Improperly defined pagination tags, specifically the rel=”next” and rel=”prev” attributes, can severely suppress organic traffic discovery at the category level by confusing search engines and disrupting the consolidation of ranking signals. Although Google announced in 2019 that it no longer uses these specific tags as a direct indexing signal, the underlying principles of handling paginated series remain crucial. Mismanagement can lead to pages being seen as duplicates, crawl budget being wasted, and authority being fragmented.
The original purpose of rel=”next/prev” was to signal to Google that a series of pages (e.g., page 1, page 2, page 3 of a product category) were part of a single, logical sequence. This allowed Google to understand the relationship and consolidate indexing signals, like backlinks, onto the first page of the series. While these specific tags are deprecated, the need to communicate this relationship still exists and is now handled through other signals.
One common improper implementation is setting the rel=”canonical” tag on all paginated pages (page 2, 3, 4, etc.) to point to the first page of the series. This seems logical, as it tells search engines that page 1 is the main version. However, it’s a powerful instruction that essentially tells Google, “Do not index pages 2, 3, and beyond.” As a result, any products or content that only appear on these subsequent pages become invisible to the search engine. They will never be crawled or indexed and thus cannot be discovered through organic search.
This directly suppresses traffic. If a user is searching for a specific product that happens to be on page 4 of a category, and page 4 has been de-indexed because of an incorrect canonical tag, your site will not appear in the search results for that product query. You have effectively hidden a portion of your inventory from search engines.

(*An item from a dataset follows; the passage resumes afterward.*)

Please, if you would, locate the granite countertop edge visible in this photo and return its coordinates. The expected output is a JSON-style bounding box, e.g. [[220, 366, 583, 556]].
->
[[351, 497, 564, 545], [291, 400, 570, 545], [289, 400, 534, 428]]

Another issue is the creation of duplicate content signals. If pagination is handled without any clear signals—no proper canonicals, no clear internal linking structure—search engines may see each paginated page as a standalone page with very similar content (the same header, footer, and sidebar, with only the list of products changing slightly). This can lead to them being flagged for duplicate content, diluting the authority of the entire category.
Wasted crawl budget is also a consequence. Without clear signals, Googlebot may crawl deep into a paginated series, spending valuable resources on pages that have little unique content and are not intended to be primary landing pages, taking time away from crawling new or more important pages on the site.
The modern best practice for handling pagination is to ensure each paginated page is indexable and has a self-referencing canonical tag. This tells Google that each page in the series is unique and should be considered for indexing. A clear and logical internal linking structure (e.g., ensuring page 2 links to page 1 and page 3) helps Google understand the sequence. This approach allows search engines to discover all the products within a category, no matter which page they are on, maximizing the potential for organic traffic discovery.